When he was first elected to the Minneapolis City Council 12 years ago, Council Member Cam Gordon imagined he would craft policies for all city departments.

But Gordon said he soon learned that "the City Council has no authority to set policy for the Police Department."

Currently, Mayor Jacob Frey has direct control over the police. The city charter gives the mayor the power to "make all rules and regulations and may promulgate and enforce general and special orders necessary to operating the police department."

On Wednesday during the Council's Committee of the Whole meeting, Gordon — after listening to community members who called for more police oversight in the wake of the police shooting death of Thurman Junior Blevins in north Minneapolis — proposed to amend the city's charter.

Gordon said he wants the City Council and mayor to have equal authority over the Police Department.

Frey does not welcome that idea. His office said Gordon did not inform the mayor about the proposal until only minutes before it was publicly discussed at the committee meeting.

"As a Council Member, I opposed this Charter amendment. That hasn't changed," Frey said in a statement Friday. "Effectively responding to the demands of policing requires an ability to receive clear — and at times quick — direction. That direction would be practically impossible with 14 cooks in the kitchen."

Those "14 cooks" would be the 13 council members, plus the mayor.

Before Gordon's charter amendment could appear on the November ballot, at least seven council members would have to first decide to take up the proposal and refer it to the city's Intergovernmental Relations Committee. That vote is slated for July 20.

So far, several council members, including President Lisa Bender and Andrew Johnson and Jeremiah Ellison, have expressed support for the proposal. "If we had direct control over the Police Department, we could pass ordinances that change department policy," Bender said.

Council members supportive of the idea said getting the power to manage the Police Department would enhance police accountability, as they could give orders such as the release of the body camera footage when police shoot and kill.

Ellison said Minneapolis residents need to know whether they can call council members and get a response when "hot button issues," like the shooting death of Blevins, flare up.

"I think it's an important conversation and a ballot initiative would allow us to at least have the conversation," he said.

Johnson said voters in his ward want more police oversight, and that the Police Department should "report to us like other departments do."

The City Council's authority over the police won't complicate the management of emergency situations, he said.

"It's not a situation where you have got 14 cooks in the kitchen," Johnson said. "You have a clear chain of command, clear protocols for when emergencies happen."

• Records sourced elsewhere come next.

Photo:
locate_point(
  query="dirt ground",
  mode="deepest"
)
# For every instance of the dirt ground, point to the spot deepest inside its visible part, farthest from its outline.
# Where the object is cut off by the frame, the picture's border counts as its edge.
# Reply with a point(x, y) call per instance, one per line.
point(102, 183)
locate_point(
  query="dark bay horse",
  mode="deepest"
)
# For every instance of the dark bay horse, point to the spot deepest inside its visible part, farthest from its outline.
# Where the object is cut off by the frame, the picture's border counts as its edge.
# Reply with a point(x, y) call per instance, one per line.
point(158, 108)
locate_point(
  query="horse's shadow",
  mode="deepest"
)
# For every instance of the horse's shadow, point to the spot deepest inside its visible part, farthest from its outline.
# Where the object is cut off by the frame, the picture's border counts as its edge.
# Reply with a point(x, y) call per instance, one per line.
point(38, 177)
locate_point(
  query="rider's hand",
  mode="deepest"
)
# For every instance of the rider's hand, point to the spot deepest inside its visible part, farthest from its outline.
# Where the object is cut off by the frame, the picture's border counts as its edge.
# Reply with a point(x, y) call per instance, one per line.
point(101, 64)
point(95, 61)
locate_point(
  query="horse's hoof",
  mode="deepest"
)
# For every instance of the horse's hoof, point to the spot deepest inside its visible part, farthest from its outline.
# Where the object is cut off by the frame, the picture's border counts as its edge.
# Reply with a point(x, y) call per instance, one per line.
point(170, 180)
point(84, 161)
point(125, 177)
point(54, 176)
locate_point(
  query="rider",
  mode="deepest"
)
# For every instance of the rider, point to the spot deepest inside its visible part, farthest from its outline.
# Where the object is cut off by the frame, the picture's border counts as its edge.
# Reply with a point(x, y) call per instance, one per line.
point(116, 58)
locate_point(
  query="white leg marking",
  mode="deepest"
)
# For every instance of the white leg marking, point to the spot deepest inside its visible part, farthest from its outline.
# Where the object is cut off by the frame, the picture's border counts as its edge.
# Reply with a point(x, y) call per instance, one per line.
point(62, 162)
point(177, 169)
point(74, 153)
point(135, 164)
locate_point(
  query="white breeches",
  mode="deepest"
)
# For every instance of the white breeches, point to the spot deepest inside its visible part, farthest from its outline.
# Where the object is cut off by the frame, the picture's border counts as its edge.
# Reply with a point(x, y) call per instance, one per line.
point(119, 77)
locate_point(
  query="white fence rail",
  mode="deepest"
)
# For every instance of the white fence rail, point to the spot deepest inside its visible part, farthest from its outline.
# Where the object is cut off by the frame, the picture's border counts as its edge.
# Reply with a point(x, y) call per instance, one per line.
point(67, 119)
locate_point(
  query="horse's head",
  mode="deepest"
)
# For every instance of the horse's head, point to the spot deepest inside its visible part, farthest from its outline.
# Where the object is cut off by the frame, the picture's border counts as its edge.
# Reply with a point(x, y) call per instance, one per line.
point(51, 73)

Johnson lamented the council's inability to create policies for the "most important department" in Minneapolis.

"Right now, the council has no ability other than sitting on the sidelines opining," he said. "We have no ability to do staff directions. I have had problems in the past where I can't even get basic crime statistics related to my ward."

Council Member Linea Palmisano said Gordon did not consult with her about the proposal, which she thinks was "too rushed" because it did not include public engagement before Gordon introduced it. She said she won't support amending the charter and contends that the proposal is a "huge distraction."

"This effort undermines the work of our new police chief and new mayor and all the things that they are doing to make improvements to policing," Palmisano said.

She asked: "How would this council with this newfound authority go and stop officer-involved shootings?"